Sesampainya di dalam mobil, Senja langsung protes soal hubungan Fajar dengan Anaya. "Mas. Fajar. Kasihan kak Anaya kalo nunggu dua tahun lagi." Ujar Senja cemberut. Ia tidak mau terus jadi beban pikiran kakaknya, tapi Fajar tetap bungkam terus memperhatikan jalan.
"Mas. Fajar ga liat, ibunya kak Praya kaya udah berharap banget, secara mada ada yang mau anaknya dipacarin terus dari jaman kuliah coba. Nah sekarang udah mapan, alasannya malah jaga Senja. Berasa ga guna banget jadi adik perempuan."
"Kamu lagi pms?" tanya Fajar malah. Biasanya jika wanita sedang datang bulan emosinya sangat mudah tersulut.
"Mas. Sama Praya gak pernah pacaran, kita jalanin ini cuma komitmen serius aja." Jawab Fajar.

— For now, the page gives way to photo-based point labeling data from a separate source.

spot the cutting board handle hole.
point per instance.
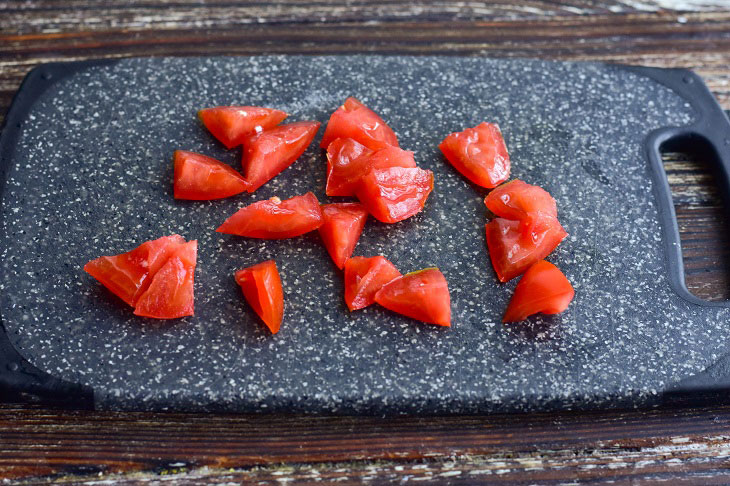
(700, 192)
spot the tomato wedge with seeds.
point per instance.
(422, 295)
(543, 288)
(364, 277)
(395, 193)
(345, 170)
(479, 153)
(268, 153)
(202, 178)
(261, 286)
(128, 275)
(357, 121)
(342, 226)
(517, 200)
(171, 293)
(232, 125)
(514, 246)
(275, 219)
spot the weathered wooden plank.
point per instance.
(544, 448)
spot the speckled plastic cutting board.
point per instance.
(88, 172)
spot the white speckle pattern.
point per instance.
(92, 173)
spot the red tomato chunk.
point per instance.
(276, 219)
(261, 286)
(396, 193)
(514, 246)
(544, 289)
(202, 178)
(479, 153)
(232, 125)
(364, 277)
(268, 153)
(518, 200)
(156, 277)
(358, 122)
(421, 295)
(343, 224)
(348, 162)
(170, 294)
(527, 231)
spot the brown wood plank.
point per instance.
(535, 447)
(690, 446)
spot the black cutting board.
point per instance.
(86, 158)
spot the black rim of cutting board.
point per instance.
(22, 381)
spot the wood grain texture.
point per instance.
(504, 449)
(687, 446)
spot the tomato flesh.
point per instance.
(275, 219)
(514, 246)
(422, 295)
(348, 162)
(517, 200)
(128, 275)
(170, 294)
(268, 153)
(261, 286)
(342, 226)
(232, 125)
(202, 178)
(364, 277)
(358, 122)
(479, 153)
(395, 193)
(543, 288)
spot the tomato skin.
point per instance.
(128, 275)
(543, 288)
(364, 277)
(395, 193)
(357, 121)
(342, 226)
(232, 125)
(348, 162)
(422, 295)
(202, 178)
(171, 292)
(275, 219)
(268, 153)
(517, 200)
(261, 286)
(514, 246)
(479, 153)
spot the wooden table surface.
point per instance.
(670, 446)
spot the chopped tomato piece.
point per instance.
(269, 152)
(170, 294)
(261, 286)
(396, 193)
(343, 224)
(276, 219)
(202, 178)
(348, 162)
(357, 121)
(543, 288)
(517, 200)
(128, 275)
(364, 277)
(514, 246)
(232, 125)
(422, 295)
(479, 153)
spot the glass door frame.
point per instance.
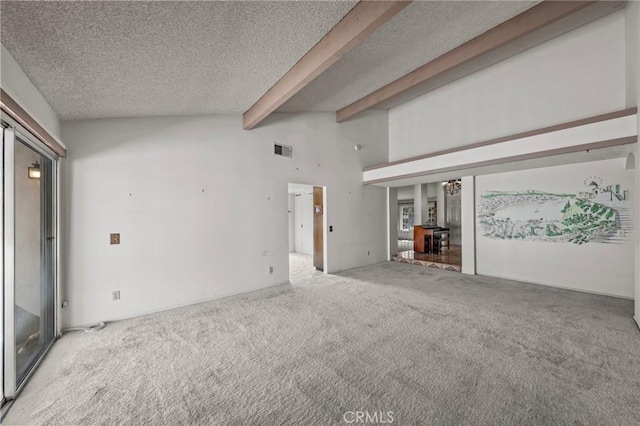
(9, 368)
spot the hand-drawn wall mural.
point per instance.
(598, 212)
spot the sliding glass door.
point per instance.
(29, 253)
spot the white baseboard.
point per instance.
(195, 302)
(599, 293)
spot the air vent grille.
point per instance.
(283, 150)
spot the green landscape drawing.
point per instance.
(597, 215)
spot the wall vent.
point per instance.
(283, 150)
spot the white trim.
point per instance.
(612, 129)
(581, 290)
(180, 305)
(9, 343)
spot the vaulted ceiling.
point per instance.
(97, 59)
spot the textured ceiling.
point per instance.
(122, 59)
(95, 59)
(418, 34)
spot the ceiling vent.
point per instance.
(283, 150)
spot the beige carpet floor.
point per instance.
(432, 347)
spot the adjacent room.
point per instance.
(320, 212)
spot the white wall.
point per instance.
(303, 223)
(201, 206)
(633, 99)
(292, 227)
(393, 213)
(17, 85)
(599, 267)
(574, 76)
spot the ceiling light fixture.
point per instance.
(452, 186)
(34, 171)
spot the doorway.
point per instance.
(430, 212)
(306, 231)
(28, 192)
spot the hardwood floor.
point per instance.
(449, 259)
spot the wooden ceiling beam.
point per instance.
(531, 20)
(351, 31)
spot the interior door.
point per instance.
(318, 228)
(29, 290)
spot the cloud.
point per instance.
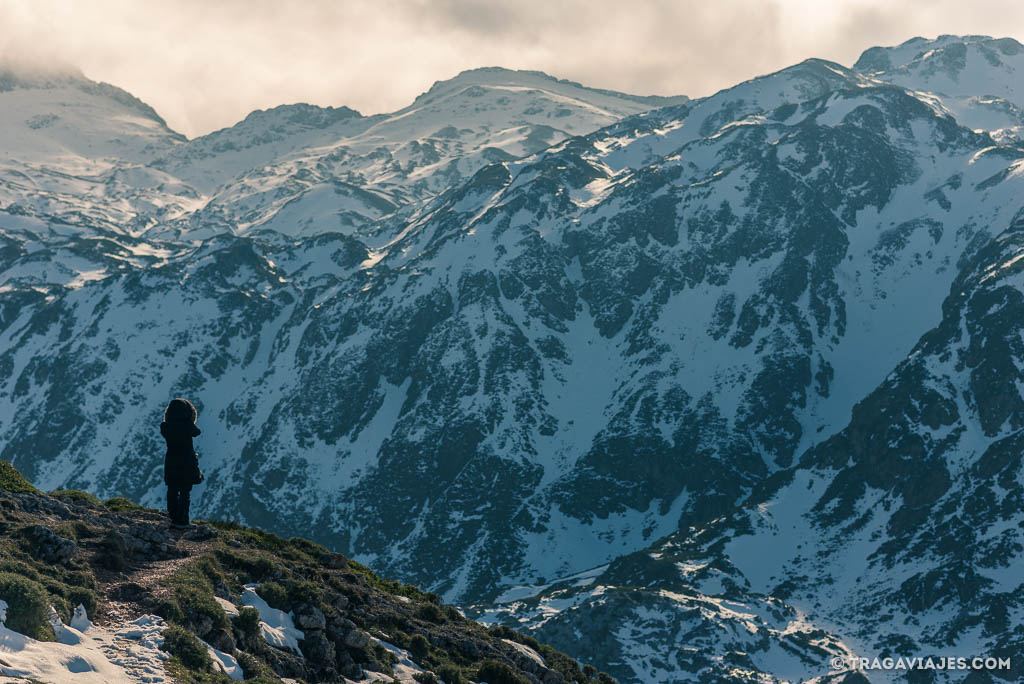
(206, 65)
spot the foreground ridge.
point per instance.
(221, 601)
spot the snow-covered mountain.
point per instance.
(701, 391)
(976, 78)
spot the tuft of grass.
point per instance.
(193, 588)
(451, 674)
(123, 505)
(182, 644)
(28, 605)
(115, 554)
(77, 496)
(495, 672)
(388, 586)
(11, 480)
(431, 613)
(419, 646)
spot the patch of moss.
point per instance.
(11, 480)
(123, 505)
(193, 586)
(495, 672)
(28, 605)
(77, 496)
(388, 586)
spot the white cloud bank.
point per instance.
(205, 65)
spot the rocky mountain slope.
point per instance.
(649, 384)
(107, 592)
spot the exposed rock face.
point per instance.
(197, 581)
(805, 281)
(49, 546)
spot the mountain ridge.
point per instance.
(748, 271)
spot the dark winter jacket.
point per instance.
(181, 462)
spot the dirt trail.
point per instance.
(125, 597)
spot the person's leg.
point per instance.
(184, 505)
(172, 504)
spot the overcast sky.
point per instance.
(204, 65)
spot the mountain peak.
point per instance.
(502, 77)
(881, 58)
(16, 73)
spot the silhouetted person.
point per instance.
(181, 463)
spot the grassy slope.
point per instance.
(116, 575)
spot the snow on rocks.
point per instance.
(526, 651)
(404, 670)
(276, 626)
(225, 663)
(229, 608)
(85, 653)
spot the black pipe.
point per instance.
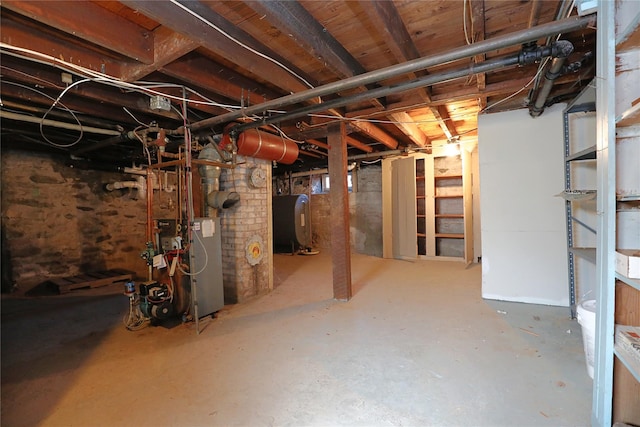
(564, 49)
(519, 37)
(522, 58)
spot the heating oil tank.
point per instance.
(291, 223)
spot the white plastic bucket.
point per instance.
(587, 319)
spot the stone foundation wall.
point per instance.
(59, 221)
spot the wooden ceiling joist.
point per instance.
(293, 19)
(86, 23)
(399, 40)
(184, 20)
(168, 46)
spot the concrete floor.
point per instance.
(415, 346)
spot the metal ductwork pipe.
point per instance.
(215, 199)
(562, 51)
(485, 46)
(528, 56)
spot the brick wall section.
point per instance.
(59, 221)
(250, 217)
(365, 209)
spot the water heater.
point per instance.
(291, 223)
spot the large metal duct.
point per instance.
(565, 49)
(485, 46)
(526, 56)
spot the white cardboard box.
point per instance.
(628, 263)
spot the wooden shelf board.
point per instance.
(447, 177)
(631, 116)
(632, 364)
(586, 154)
(635, 283)
(628, 198)
(629, 37)
(450, 235)
(587, 253)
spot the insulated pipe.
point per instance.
(485, 46)
(565, 49)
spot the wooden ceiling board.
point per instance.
(128, 13)
(361, 39)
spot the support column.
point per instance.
(339, 197)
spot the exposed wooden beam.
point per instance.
(86, 21)
(385, 14)
(534, 16)
(405, 123)
(446, 124)
(312, 153)
(376, 133)
(357, 144)
(292, 18)
(478, 20)
(167, 47)
(318, 143)
(197, 71)
(98, 95)
(339, 213)
(186, 22)
(17, 33)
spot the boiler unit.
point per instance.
(291, 223)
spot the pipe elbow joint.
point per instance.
(562, 49)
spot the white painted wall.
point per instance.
(524, 253)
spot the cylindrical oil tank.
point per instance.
(264, 145)
(291, 222)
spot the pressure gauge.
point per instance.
(258, 177)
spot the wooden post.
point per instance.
(339, 197)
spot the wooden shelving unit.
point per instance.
(616, 397)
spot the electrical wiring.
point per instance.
(230, 37)
(55, 102)
(134, 117)
(382, 121)
(513, 94)
(41, 58)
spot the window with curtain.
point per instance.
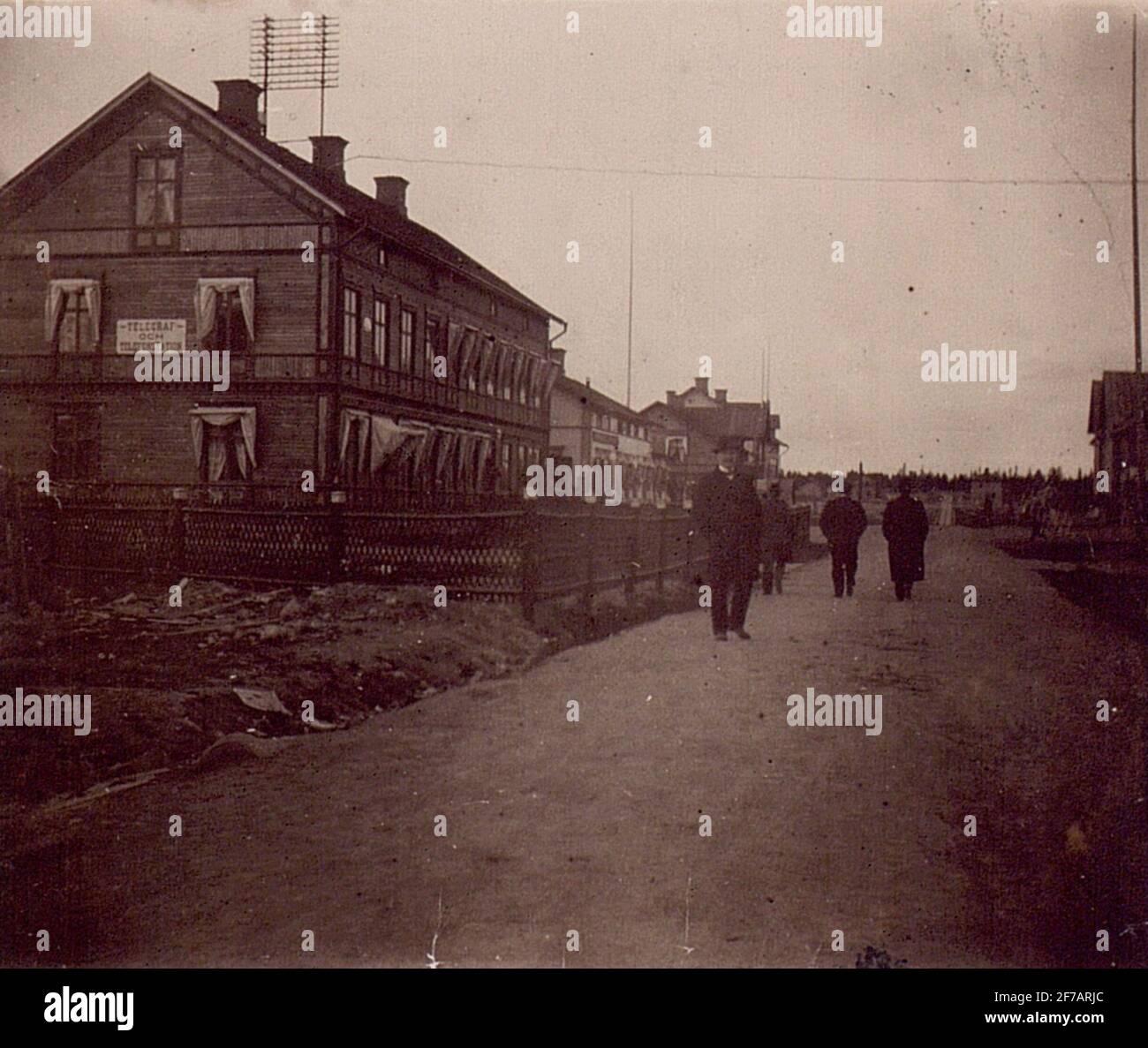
(230, 329)
(406, 340)
(351, 322)
(432, 344)
(73, 332)
(380, 332)
(156, 201)
(76, 444)
(223, 446)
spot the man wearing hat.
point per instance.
(842, 523)
(728, 516)
(776, 539)
(906, 527)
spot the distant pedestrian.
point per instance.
(842, 523)
(906, 527)
(776, 539)
(728, 516)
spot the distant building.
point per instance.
(1118, 401)
(589, 428)
(693, 423)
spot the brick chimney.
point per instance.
(239, 102)
(328, 154)
(390, 191)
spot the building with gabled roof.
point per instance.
(696, 421)
(363, 347)
(1117, 405)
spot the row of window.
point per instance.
(366, 336)
(156, 209)
(225, 456)
(72, 313)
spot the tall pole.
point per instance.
(1137, 421)
(1136, 207)
(267, 72)
(630, 332)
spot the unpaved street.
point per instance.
(593, 826)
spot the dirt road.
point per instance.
(593, 826)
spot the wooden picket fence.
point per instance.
(480, 547)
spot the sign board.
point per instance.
(133, 336)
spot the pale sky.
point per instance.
(814, 140)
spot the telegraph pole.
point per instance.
(1139, 420)
(630, 331)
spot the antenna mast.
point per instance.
(294, 54)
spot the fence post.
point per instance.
(631, 554)
(588, 543)
(11, 520)
(529, 554)
(661, 517)
(178, 554)
(336, 536)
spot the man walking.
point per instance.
(842, 521)
(728, 517)
(776, 539)
(906, 526)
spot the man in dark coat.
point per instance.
(842, 521)
(906, 526)
(776, 539)
(728, 516)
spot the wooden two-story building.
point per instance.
(362, 347)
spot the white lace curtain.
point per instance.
(54, 305)
(217, 452)
(207, 297)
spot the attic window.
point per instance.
(156, 201)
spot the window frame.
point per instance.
(432, 348)
(351, 321)
(79, 343)
(84, 416)
(228, 322)
(381, 331)
(406, 339)
(173, 228)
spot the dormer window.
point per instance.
(225, 313)
(156, 201)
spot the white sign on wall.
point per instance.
(133, 336)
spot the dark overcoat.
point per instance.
(727, 515)
(776, 530)
(906, 526)
(842, 521)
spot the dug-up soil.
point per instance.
(163, 679)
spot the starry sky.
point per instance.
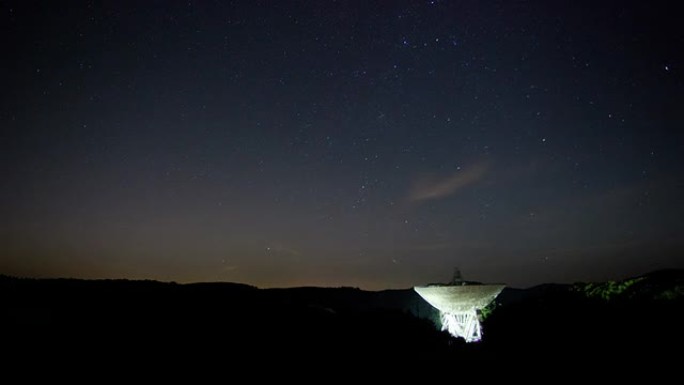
(373, 144)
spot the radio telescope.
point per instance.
(459, 304)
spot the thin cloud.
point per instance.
(441, 188)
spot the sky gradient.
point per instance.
(359, 143)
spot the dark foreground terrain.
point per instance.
(637, 320)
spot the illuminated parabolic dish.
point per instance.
(459, 306)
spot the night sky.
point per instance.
(349, 143)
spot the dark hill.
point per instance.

Fajar membelokan mobilnya yang sudah mulai masuk perumahan.
Repot memang kalau adik perempuan ketemu calon kakak ipar yang cocok, mereka akan saling kompak memojokan.
"Iya, Senja belum pms." Senja bersedekap dengan wajah cemberut.
Bagaimana jika Fajar tahu saat ini Senja sedang patah hati, walapun gaya pacarannya dengan Nandar sangat berbeda tetap saja Senja juga memiliki perasaan pada Nandar. Anak laki-laki itu dulu selalu menjaga Senja saat awal masuk sekolah, Nandar juga pintar bermain basket. Siapa coba yang tidak meleleh melihat Nandar.
Fajar ingin tertawa saat ini. Yah...paling tidak ia sudah tidak kaget menghadapi perubahan wanita jika mendekati pms, karena Praya juga sama moodnya akan sangat anjlok.
Jika sudah begitu Fajar akan mampir ke minimarket untuk membeli es krim dan coklat. Tidak berapa lama mobil Fajar masuk halaman minimarket, Senja tidak tertarik untuk turun, ia memilih di dalam mobil mendengarkan musik. Tidak berapa lama Fajar kembali dengan kantong belanjaan yang diletakan di atas pangkuan Senja.
Senja langsung melihat isinya. Seketika senyumannya melebar, bersamaan mobil kembali melaju membelah kemacetan Jakarta. Sudah tidak ada lagi suara Senja yang menceramahi Fajar soal pernikahannya dengan Anaya, bukan Fajar tidak mengerti atau hanya ingin bermain hati dengan Anaya. Tidak, ia serius ingin bersama Anaya.
"Tapi, Mas. Giman kalo gara-gara Senja. mas Fajar ngga jadi nikah sama kak Praya?" tanya Senja sedih.
"Berarti ga jodoh, udah gitu aja." ada getir saat Fajar mengatakan itu. Ia mencintai Praya dan ingin membagi hidupnya dengan wanita itu.